Mipcom 2005: Hot show
MEXICO CITY — While “The Simpsons” might be slowing down a bit in the States, Homer and the gang have been the evening anchor on TV Azteca’s Channel 7, practically since the net began in the early 1990s.
Matt Groening’s dysfunctional toon family consistently draws up to 12% of 15-30-years-olds during its 8-to-9 slot of back-to-back episodes every weeknight, according to TV Azteca’s acquisitions VP Pedro Lascurain. During the last year, it has occasionally taken 11% of total audience share.
“There is nothing else like it on TV in Mexico. It’s the irreverence,” says Lascurain. “Here you can see a dad drinking beer in front of his kids.”
In some ways, TV Azteca has tried to be like Fox.
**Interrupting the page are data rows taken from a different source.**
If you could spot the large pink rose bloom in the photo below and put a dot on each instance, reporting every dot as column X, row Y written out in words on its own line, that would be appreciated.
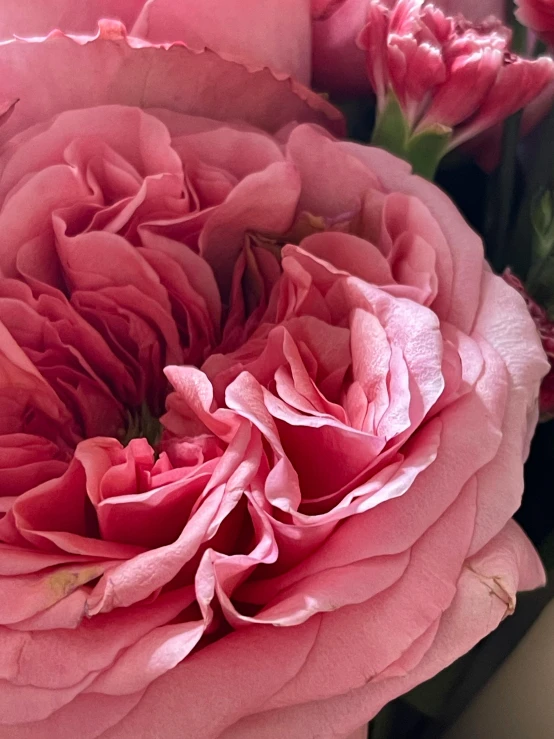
column 251, row 377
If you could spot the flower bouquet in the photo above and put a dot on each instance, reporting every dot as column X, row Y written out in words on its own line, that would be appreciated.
column 265, row 393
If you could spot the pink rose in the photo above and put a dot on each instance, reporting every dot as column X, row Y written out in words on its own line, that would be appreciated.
column 339, row 63
column 272, row 33
column 349, row 395
column 545, row 327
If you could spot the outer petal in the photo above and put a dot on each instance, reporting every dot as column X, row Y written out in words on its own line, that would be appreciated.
column 39, row 17
column 512, row 334
column 338, row 64
column 139, row 74
column 273, row 33
column 222, row 686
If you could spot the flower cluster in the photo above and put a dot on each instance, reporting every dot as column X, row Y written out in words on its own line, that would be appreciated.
column 447, row 75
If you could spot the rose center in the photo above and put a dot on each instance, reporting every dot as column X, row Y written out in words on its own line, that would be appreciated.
column 141, row 424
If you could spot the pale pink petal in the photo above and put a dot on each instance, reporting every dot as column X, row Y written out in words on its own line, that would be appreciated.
column 338, row 63
column 148, row 77
column 272, row 34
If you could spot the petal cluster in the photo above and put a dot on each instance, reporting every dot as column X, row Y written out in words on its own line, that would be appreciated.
column 445, row 71
column 250, row 376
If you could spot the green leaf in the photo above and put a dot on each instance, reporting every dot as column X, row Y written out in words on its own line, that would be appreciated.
column 391, row 130
column 501, row 196
column 426, row 149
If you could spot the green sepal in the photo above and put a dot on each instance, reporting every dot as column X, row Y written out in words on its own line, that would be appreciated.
column 422, row 150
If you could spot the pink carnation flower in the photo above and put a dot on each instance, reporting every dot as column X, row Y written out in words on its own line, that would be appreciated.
column 347, row 395
column 447, row 72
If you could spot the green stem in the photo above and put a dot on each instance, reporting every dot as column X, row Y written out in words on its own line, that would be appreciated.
column 501, row 194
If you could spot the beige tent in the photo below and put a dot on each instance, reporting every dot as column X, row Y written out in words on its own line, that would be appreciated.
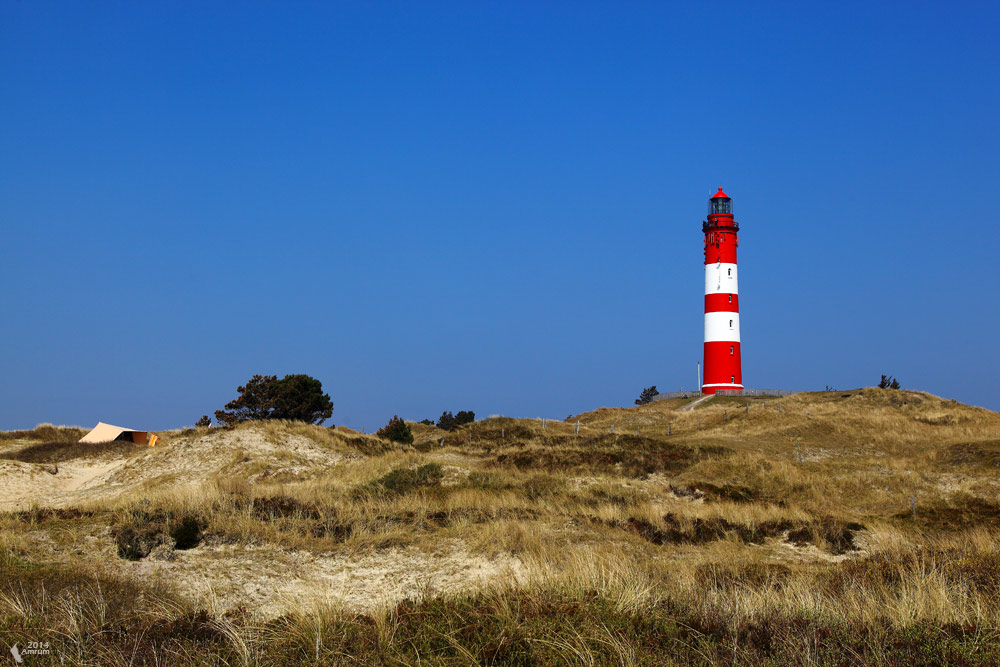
column 107, row 433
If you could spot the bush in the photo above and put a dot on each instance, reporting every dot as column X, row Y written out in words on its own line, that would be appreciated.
column 888, row 382
column 647, row 395
column 295, row 397
column 396, row 430
column 186, row 532
column 400, row 481
column 450, row 422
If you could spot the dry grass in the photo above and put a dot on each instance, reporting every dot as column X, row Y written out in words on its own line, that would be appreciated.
column 782, row 535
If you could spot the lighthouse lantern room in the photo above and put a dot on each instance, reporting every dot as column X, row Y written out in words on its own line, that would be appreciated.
column 722, row 305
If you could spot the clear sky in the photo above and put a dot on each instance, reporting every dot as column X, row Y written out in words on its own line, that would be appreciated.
column 487, row 206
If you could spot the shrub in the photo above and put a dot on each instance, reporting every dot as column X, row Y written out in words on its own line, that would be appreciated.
column 447, row 421
column 396, row 430
column 888, row 382
column 450, row 422
column 186, row 532
column 399, row 481
column 647, row 395
column 295, row 397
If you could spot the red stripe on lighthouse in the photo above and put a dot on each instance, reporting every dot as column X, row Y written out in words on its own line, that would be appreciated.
column 715, row 303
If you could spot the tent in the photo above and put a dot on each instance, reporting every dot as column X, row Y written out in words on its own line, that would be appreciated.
column 107, row 433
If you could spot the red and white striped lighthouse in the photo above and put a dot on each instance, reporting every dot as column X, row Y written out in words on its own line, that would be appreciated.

Excluding any similarities between the companies’ iconoclast owners, both nets have pushed the envelope of traditional family entertainment in their markets
Televisa originally had the rights to the show, but it kept early episodes in the vault, afraid that the biting satire was inappropriate for children.
Televisa topper Emilio Azcarraga Milmo’s reluctance to broadcast the show led Fox to make a new deal with TV Azteca. “They practically gave it to us. They just wanted it to be seen,” Lascurain says.
Now, more than a decade later, “The Simpsons” are still Mexico’s favorite American family, and Televisa is counterprogramming another American show, “Malcolm in the Middle,” against it on Channel 5.
The U.S. family of actors who voice the show have had labor disputes, arguing they deserve a large share of the hugely successful franchise and winning contracts worth thousands of dollars.
The Mexican voicers, who earn just $56 per episode, have had their own struggle — but not about money. Most of the local actors who voice key parts were replaced earlier this year after the studio that dubs “The Simpsons” for Fox into Spanish refused to sign the standard contract under the Mexican actors’ union.
TV Azteca will soon start airing the newly voiced shows, but Lascurain says he didn’t expect it to affect ratings.